As the p value is larger than 0.05, the observed distribution is more than 5% likely to occur if it truely was a normal distribution. In other words, we can safely assume <b> the distribution is likely to be normal </b>.

I wanted to add the expected number of observations, given that the null hypothesis (body temperatures ~N(mean,variance)) is true. However, I'd like to discuss how to do this exactly.

###Question 2:
Is the true population mean really 98.6 degrees F?
* Bring out the one sample hypothesis test! In this situation, is it approriate to apply a z-test or a t-test? How will the result be different?

A t-test is most appropriate, as we don't know the standard deviation. However, df is quite large. So Normal approximation will hold.

In [12]:
t_score = (mean-98.6)/math.sqrt(variance/len(df))
t_score

-5.4548232923463891

In [13]:
# One side probability:
prob_under = sps.t(len(df)-1).cdf(t_score)
prob_under

1.2053160208779541e-07

In [14]:
# Two sided probability:
2 * prob_under

2.4106320417559082e-07

This means the mean is <b> not </b> equal to 98.6 degrees F!

Note that the normal approximation will also hold:

In [15]:
sps.norm.cdf(t_score)

2.4510785073006942e-08

###Question 3:
At what temperature should we consider someone's temperature to be "abnormal"?
Start by computing the margin of error and confidence interval.

In [18]:
sps.norm.interval(0.95, loc=mean, scale=math.sqrt(variance))

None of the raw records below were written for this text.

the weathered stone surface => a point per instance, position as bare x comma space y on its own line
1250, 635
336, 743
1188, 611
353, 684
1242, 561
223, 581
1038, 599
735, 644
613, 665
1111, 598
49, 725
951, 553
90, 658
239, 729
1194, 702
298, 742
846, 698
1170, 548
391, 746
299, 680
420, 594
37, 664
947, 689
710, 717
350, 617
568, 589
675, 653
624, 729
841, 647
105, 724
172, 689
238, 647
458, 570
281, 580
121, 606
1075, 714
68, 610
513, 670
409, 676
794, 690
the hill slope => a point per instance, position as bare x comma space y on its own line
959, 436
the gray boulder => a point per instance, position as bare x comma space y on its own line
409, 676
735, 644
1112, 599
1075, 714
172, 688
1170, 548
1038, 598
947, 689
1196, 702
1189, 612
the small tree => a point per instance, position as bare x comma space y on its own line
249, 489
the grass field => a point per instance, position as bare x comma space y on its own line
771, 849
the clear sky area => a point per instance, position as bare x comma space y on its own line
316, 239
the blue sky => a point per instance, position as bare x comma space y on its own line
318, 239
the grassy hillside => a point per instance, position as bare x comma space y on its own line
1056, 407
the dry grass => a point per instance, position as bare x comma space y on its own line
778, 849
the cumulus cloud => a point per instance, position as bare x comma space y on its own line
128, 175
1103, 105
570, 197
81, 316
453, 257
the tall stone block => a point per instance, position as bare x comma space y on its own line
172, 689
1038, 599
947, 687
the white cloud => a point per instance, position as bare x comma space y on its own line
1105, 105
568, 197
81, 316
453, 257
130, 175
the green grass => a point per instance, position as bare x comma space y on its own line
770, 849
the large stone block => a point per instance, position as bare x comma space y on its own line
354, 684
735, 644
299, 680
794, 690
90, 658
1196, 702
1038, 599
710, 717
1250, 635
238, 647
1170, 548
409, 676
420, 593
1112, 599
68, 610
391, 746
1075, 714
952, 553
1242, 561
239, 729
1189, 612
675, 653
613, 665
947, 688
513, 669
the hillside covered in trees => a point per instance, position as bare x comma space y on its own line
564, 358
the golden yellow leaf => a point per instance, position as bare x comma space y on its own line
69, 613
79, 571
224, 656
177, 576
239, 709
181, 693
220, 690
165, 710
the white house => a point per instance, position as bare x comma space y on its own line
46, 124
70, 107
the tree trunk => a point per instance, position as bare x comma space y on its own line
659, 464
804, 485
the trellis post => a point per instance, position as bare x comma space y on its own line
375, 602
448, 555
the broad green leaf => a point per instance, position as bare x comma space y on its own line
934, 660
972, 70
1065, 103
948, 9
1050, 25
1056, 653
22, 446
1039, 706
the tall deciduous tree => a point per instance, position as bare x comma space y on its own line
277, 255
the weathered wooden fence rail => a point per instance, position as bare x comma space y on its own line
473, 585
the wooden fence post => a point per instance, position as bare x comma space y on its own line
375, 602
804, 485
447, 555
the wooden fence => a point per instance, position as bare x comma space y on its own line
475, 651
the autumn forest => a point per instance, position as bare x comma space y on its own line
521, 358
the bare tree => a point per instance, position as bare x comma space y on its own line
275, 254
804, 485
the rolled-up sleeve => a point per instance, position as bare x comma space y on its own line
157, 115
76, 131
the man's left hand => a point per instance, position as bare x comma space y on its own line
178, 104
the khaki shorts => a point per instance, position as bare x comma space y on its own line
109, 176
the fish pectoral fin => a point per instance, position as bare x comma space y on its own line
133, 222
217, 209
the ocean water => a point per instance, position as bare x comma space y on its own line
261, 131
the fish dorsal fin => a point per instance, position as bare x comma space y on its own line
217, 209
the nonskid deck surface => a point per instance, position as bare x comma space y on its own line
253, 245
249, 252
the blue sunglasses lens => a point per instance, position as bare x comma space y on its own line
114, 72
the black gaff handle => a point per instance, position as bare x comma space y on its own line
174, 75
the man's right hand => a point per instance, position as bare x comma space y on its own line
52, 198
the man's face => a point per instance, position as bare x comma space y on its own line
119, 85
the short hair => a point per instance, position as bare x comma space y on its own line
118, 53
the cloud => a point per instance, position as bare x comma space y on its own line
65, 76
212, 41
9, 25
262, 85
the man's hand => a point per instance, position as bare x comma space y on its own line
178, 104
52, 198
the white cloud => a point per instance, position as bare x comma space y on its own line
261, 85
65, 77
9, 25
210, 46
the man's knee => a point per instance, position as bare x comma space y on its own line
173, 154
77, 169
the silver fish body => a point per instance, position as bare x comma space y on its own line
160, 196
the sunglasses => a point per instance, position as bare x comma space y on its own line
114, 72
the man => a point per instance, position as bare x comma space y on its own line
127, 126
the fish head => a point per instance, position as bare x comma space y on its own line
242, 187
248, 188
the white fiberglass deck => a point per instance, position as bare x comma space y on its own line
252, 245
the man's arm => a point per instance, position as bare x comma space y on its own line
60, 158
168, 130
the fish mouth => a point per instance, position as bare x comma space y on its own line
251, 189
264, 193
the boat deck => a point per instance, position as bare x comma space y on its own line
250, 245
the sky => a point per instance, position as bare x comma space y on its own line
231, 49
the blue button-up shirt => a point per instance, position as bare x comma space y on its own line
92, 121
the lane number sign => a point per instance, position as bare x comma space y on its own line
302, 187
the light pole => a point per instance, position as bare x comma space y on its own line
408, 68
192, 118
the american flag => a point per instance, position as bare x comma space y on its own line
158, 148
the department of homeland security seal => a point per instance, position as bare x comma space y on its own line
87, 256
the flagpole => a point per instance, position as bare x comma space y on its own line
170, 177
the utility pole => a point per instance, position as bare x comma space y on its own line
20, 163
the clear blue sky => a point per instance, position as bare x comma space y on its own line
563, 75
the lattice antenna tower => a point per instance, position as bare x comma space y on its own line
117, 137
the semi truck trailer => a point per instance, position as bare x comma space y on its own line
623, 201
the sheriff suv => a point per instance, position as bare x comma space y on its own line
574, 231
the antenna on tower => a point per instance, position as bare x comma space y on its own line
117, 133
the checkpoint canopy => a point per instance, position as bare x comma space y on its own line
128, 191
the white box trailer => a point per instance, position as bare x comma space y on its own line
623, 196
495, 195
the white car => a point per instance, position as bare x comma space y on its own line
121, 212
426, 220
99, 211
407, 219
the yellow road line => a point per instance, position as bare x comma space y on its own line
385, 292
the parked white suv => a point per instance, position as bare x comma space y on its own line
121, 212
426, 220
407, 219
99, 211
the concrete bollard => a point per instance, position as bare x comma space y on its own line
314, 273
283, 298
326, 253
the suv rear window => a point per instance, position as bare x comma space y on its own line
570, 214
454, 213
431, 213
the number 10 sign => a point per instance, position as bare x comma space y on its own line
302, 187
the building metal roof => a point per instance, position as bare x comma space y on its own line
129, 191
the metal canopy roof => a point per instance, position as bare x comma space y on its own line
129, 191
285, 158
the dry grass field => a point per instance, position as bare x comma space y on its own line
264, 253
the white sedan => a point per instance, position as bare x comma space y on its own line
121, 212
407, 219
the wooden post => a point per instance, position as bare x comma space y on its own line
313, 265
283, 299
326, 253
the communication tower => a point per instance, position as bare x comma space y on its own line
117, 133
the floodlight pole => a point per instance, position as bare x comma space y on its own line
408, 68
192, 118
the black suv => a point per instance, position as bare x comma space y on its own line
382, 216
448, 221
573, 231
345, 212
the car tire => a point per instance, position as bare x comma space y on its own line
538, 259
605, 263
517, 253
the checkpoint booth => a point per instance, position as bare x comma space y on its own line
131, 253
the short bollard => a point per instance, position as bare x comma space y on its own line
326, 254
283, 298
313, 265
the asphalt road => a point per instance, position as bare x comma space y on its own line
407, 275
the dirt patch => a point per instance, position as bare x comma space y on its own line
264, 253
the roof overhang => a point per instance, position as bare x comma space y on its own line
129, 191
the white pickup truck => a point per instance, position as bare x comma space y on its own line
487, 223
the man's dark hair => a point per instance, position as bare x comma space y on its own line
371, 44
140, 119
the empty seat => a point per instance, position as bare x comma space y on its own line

(96.812218185398308, 99.68624335306319)

Note that this is not about the mean, but about a individual sample out of the total population. Below 96.8 and above 99.7 can be considered to be abnormal.  As practical guidelines, we can use 97 and 99 (safety first)

###Question 4:
Is there a significant difference between males and females in normal temperature?
Set up and solve for a two sample hypothesis testing.

In [21]:
df_mean = df.groupby(['gender']).mean()
df_mean

Unnamed: 0_level_0,temperature,heart_rate
gender,Unnamed: 1_level_1,Unnamed: 2_level_1
F,98.393846,74.153846
M,98.104615,73.369231


In [22]:
df_std = df.groupby(['gender']).std()
df_std

Unnamed: 0_level_0,temperature,heart_rate
gender,Unnamed: 1_level_1,Unnamed: 2_level_1
F,0.743488,8.105227
M,0.698756,5.875184


In [26]:
df_count = df.groupby(['gender']).size()
df_count

gender
F    65
M    65
dtype: int64

Hnull = MUf - MUm = 0
s = sqrt (sigmaf/Nf + sigmam/Nm)
df = min(Nf-1, Nm-1) {conservative}

In [29]:
df_std.temperature.F

0.74348775273483592

In [60]:
s = math.sqrt((df_std.temperature.F)**2 + df_std.temperature.M**2)/math.sqrt(df_count.F)
s

0.12655395041987005

In [61]:
diff_mean = df_mean.temperature.F - df_mean.temperature.M
diff_mean

0.28923076923072699

In [62]:
degfree = min(df_count-1)
degfree

64

In [63]:
minimum = diff_mean + sps.t(degfree).ppf(0.025)*s
minimum

0.036410189693441342

So it is likely that the temperatures are not the same, with an alpha of 0.05

A more efficient way...

In [51]:
Male_temps = df['temperature'][df.gender=='M']
Female_temps = df['temperature'][df.gender=='F']

In [54]:
sps.ttest_ind(Male_temps, Female_temps, equal_var=True)

Ttest_indResult(statistic=-2.2854345381656103, pvalue=0.023931883122395609)

This also suggests that we can reject the null hypothesis that the temperature of male and female is the same!